Tak mungkin ada celah tersembunyi di hadapan Xie Qingcheng. Duan Wen terdiam sejenak, lalu menyempurnakan perintahnya, “Saat kau kembali ke markas dreambreakers, kau dilarang menyerang siapa pun di sana. Biarkan mereka mencabut mekanisme darah gu di depan jantungmu dan menghancurkannya. Tak perlu melawan.”

Xie Qingcheng mengangguk pelan setelah mempertimbangkannya.

Duan Wen lalu menurunkan tangannya dan berkata kepada He Yu, “Pergilah. Sekarang.”

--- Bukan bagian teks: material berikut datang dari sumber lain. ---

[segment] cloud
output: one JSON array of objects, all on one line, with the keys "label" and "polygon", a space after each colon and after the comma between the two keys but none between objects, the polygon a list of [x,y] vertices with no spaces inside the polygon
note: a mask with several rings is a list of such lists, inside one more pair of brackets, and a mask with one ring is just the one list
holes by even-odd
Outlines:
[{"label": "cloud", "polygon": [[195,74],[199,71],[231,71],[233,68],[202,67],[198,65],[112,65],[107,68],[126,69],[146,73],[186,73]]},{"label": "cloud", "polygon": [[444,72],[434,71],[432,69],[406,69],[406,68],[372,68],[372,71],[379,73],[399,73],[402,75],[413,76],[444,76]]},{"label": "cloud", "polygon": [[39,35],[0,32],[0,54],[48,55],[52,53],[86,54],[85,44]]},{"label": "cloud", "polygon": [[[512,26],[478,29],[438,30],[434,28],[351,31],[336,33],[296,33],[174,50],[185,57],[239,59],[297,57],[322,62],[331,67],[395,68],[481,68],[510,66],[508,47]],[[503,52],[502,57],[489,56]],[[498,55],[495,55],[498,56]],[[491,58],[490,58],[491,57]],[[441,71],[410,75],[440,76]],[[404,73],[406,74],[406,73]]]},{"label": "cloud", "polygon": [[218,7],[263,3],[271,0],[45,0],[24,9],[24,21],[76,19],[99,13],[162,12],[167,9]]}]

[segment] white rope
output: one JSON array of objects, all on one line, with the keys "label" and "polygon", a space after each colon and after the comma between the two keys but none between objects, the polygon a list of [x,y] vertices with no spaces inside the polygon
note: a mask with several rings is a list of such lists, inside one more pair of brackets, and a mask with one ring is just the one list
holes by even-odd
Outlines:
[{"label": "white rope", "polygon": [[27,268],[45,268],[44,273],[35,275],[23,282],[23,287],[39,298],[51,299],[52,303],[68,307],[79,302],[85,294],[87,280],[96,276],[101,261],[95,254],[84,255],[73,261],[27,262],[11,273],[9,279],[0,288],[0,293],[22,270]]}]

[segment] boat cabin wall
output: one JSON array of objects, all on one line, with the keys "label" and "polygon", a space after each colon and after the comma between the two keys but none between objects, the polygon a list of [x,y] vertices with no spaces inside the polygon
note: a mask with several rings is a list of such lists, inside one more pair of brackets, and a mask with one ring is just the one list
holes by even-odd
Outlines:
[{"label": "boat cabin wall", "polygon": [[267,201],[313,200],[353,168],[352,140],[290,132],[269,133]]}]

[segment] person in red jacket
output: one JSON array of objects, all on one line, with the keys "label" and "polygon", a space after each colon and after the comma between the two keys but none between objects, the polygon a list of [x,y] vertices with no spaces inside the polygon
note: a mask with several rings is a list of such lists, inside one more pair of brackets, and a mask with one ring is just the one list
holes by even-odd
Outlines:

He Yu, yang sudah berada di bawah kendali pikiran, menerima perintah itu tanpa ekspresi. Ia berdiri, berjalan ke arah pintu, lalu menoleh, menekan tombol, membuka pintu logam, dan keluar.

Beberapa detik kemudian, pintu logam itu menutup kembali di belakangnya.

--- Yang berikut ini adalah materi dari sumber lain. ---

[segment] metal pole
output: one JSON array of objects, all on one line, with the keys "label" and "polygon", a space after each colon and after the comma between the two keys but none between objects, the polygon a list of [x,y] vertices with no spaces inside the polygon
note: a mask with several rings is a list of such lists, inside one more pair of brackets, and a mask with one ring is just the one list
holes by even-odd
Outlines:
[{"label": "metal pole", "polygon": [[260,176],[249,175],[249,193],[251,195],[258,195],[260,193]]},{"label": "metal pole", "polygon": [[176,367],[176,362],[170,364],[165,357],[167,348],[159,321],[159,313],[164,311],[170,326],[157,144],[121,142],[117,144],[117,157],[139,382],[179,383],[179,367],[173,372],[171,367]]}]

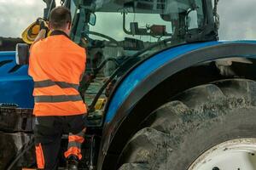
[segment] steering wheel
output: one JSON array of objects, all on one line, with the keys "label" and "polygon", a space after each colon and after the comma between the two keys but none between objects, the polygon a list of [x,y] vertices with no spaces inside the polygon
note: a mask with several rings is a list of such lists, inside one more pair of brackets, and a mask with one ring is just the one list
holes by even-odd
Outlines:
[{"label": "steering wheel", "polygon": [[99,32],[96,32],[96,31],[89,31],[89,34],[91,34],[91,35],[94,35],[94,36],[98,36],[98,37],[103,37],[105,39],[109,40],[108,44],[114,43],[117,46],[119,46],[119,42],[116,41],[115,39],[113,39],[113,37],[110,37],[109,36],[106,36],[104,34],[102,34],[102,33],[99,33]]}]

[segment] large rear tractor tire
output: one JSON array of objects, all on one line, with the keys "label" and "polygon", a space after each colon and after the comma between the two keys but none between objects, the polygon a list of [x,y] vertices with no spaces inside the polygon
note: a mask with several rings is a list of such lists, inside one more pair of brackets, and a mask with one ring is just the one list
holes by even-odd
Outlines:
[{"label": "large rear tractor tire", "polygon": [[119,170],[256,169],[255,104],[251,80],[186,90],[149,115],[124,148]]}]

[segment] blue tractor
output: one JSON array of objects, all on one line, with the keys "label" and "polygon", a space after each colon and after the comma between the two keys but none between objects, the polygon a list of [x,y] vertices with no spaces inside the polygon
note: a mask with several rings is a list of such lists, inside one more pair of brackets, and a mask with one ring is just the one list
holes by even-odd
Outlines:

Duan Wen bertanya lagi, “Kau puas?”

“Sudah,” jawab Xie Qingcheng.

“Kalau begitu—“

Sebelum Duan Wen sempat menyelesaikan kalimatnya, tiba-tiba terdengar suara panik dari arah meja uji besar, “Tunggu sebentar!”

Itu suara Anthony!

Anthony memang tidak ikut dalam percakapan mereka karena sedang berpacu dengan waktu di depan meja uji, mencoba mendapatkan hasil akhir dari rangkaian analisis DNA Xie Qingcheng. Dan tepat saat He Yu berbalik dan keluar dari ruangan, hasil perhitungan itu muncul!

Tik, tik, tik...

Alarm menyala. Pada saat yang sama, angka merah terang yang menandakan sebuah fakta tertentu tertangkap di mata Anthony yang bercahaya seperti bunga persik.

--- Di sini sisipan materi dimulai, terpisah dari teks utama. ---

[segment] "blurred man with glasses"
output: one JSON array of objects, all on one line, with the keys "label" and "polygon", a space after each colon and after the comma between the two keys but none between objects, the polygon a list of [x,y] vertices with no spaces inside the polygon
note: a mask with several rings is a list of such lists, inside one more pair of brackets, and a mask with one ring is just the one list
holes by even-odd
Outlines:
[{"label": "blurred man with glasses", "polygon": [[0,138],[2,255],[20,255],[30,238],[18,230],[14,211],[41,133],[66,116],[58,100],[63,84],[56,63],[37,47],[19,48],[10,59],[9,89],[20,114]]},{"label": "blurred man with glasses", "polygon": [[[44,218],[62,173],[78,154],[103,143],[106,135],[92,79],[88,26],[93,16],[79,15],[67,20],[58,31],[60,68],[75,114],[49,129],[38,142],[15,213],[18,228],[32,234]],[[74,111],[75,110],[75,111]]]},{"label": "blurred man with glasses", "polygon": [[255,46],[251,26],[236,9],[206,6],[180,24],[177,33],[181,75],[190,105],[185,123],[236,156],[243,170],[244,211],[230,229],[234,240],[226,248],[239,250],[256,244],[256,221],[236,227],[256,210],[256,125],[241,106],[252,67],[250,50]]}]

Darah mengalir begitu cepat ke jantungnya hingga otaknya terasa seperti akan meledak. Rambut di tubuhnya meremang, tubuhnya gemetar ngeri, dan karena ketakutan yang luar biasa, ia pun berteriak—“Jangan biarkan He Yu pergi! Bawa dia kembali! Xie Qingcheng berbohong pada kita! Dia tidak memiliki kemampuan untuk menghancurkan kekuatan Kaisar Pertama! Kita bisa langsung melakukan operasi!! Tak perlu meminta persetujuannya!! Aku menemukannya dalam darahnya...!!”

Sudah terlambat.

Ia belum selesai bicara.

Pria kurus di atas kursi roda, yang matanya telah hancur total dan tampak tak berguna, telah membuka mulutnya. Ia tak sanggup lagi menyembunyikan darah gu, telah menunggu momen itu. Saat itu, ia berada paling dekat dengan Duan Cuizhen! Biasanya mustahil untuk mendekati perempuan itu—hingga saat ini...

Dalam sekejap, dengan suara mantap dan tegas, ia memerintahkan satu per satu kata:

“Semua yang hadir, letakkan senjata kalian dan berlutut. Dengarkan perintahku. Jangan melawan...!!”